Composé de huit navires, dont certains amphibies, capables de débarquer les 4 500 marines se trouvant à leur bord, il est accompagné d’un sous-marin nucléaire d’attaque (qui a procédé au tir d’essai d’un missile Trident) et a été rejoint par le porte-avions Gerald R. Ford, fleuron de l’US Navy. Cette démonstration de force est complétée par la présence de 10 000 soldats américains à Porto Rico où sont aussi arrivés de très nombreux avions de combat (dont des avions F-35B), de ravitaillement et des drones MQ-9 Reaper.
Depuis lors, pas moins de treize frappes ont visé des navires rapides et un sous-marin artisanal en provenance du Venezuela soupçonnés de transporter de la cocaïne, faisant 57 victimes en dehors de tout cadre légal. Parallèlement, des négociations ont été menées avec certaines îles caribéennes pour les convaincre de participer à cette campagne inédite : si Antigua-et-Barbuda a refusé le stationnement de troupes américaines sur son territoire, Trinité-et-Tobago a accepté l’installation de radars de surveillance sur son sol et a accueilli le destroyer USS Gravely dans le port de sa capitale Port-d’Espagne.
Le Venezuela, seul face aux États-Unis
Enfin, pour accentuer encore la pression sur le président Maduro, Donald Trump a déclaré avoir autorisé la CIA à mener des actions clandestines directement sur le sol vénézuélien, rappelant les grandes heures de l’interventionnisme américain en Amérique latine.
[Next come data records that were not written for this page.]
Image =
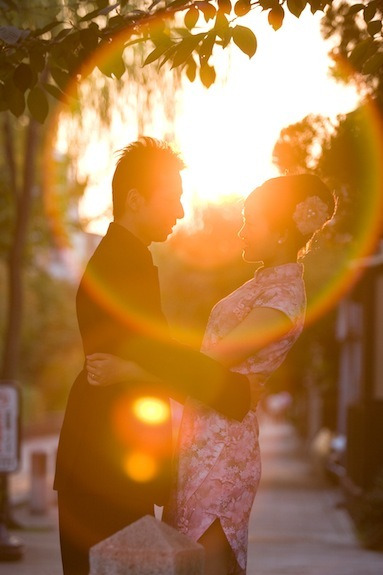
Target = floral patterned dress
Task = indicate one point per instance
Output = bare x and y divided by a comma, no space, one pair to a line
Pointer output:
218,459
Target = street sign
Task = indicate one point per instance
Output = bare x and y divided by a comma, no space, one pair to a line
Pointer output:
9,426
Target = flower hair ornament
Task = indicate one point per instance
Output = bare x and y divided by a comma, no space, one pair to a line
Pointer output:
310,215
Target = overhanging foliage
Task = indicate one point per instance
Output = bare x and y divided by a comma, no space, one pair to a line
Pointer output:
41,61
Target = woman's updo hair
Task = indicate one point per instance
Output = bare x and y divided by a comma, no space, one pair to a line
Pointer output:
299,205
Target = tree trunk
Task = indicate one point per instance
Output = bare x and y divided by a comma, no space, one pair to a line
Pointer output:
23,202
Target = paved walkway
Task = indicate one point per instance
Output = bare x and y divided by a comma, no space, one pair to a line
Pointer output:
297,525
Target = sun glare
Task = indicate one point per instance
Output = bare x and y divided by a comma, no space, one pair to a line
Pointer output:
226,134
151,410
140,466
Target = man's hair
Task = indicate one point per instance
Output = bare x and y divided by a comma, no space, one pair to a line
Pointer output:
137,167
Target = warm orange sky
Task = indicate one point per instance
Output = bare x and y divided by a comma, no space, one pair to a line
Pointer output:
226,134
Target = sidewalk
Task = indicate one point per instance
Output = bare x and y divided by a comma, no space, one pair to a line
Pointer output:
297,526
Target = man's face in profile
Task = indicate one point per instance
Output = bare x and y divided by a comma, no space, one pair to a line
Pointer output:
161,210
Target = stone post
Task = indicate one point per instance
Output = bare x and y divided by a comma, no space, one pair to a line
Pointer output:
147,547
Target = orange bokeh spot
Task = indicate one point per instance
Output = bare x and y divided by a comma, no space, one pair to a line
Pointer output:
151,410
140,466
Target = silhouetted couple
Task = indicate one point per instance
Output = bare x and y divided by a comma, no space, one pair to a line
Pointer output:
112,467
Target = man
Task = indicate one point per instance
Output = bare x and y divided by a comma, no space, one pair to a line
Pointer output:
119,312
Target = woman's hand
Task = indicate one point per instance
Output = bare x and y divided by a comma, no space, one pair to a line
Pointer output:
106,369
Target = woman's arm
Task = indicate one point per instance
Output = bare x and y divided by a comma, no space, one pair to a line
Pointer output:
261,326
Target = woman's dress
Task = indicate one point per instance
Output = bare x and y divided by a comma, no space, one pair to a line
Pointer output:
218,459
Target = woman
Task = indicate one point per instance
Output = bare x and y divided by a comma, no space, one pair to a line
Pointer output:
251,331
Malgré les exercices militaires annoncés – mais pas toujours réalisés – et la promesse d’armer plus de 4,5 millions de miliciens, le régime vénézuélien apparaît singulièrement isolé et démuni face à la pression américaine.
Se défendant de tout lien avec les narcotrafiquants, Caracas accuse Washington de loucher sur ses énormes réserves pétrolières, mais ne peut pas compter sur l’appui direct de ses alliés traditionnels (Chine, Iran, Russie) qui se sont contentés du service diplomatique minimum en appelant au respect de la souveraineté vénézuélienne.
Quelle action armée ?
Cet impressionnant déploiement de force paraît singulièrement démesuré pour faire la chasse à quelques navires de narcotrafiquants. Les dernières déclarations de Donald Trump (« la prochaine étape c’est l’opération terrestre » a-t-il menacé le 27 octobre) pourraient laisser imaginer la préparation d’une invasion armée du Venezuela mais ce serait là s’engager dans une opération militaire de longue haleine au résultat incertain.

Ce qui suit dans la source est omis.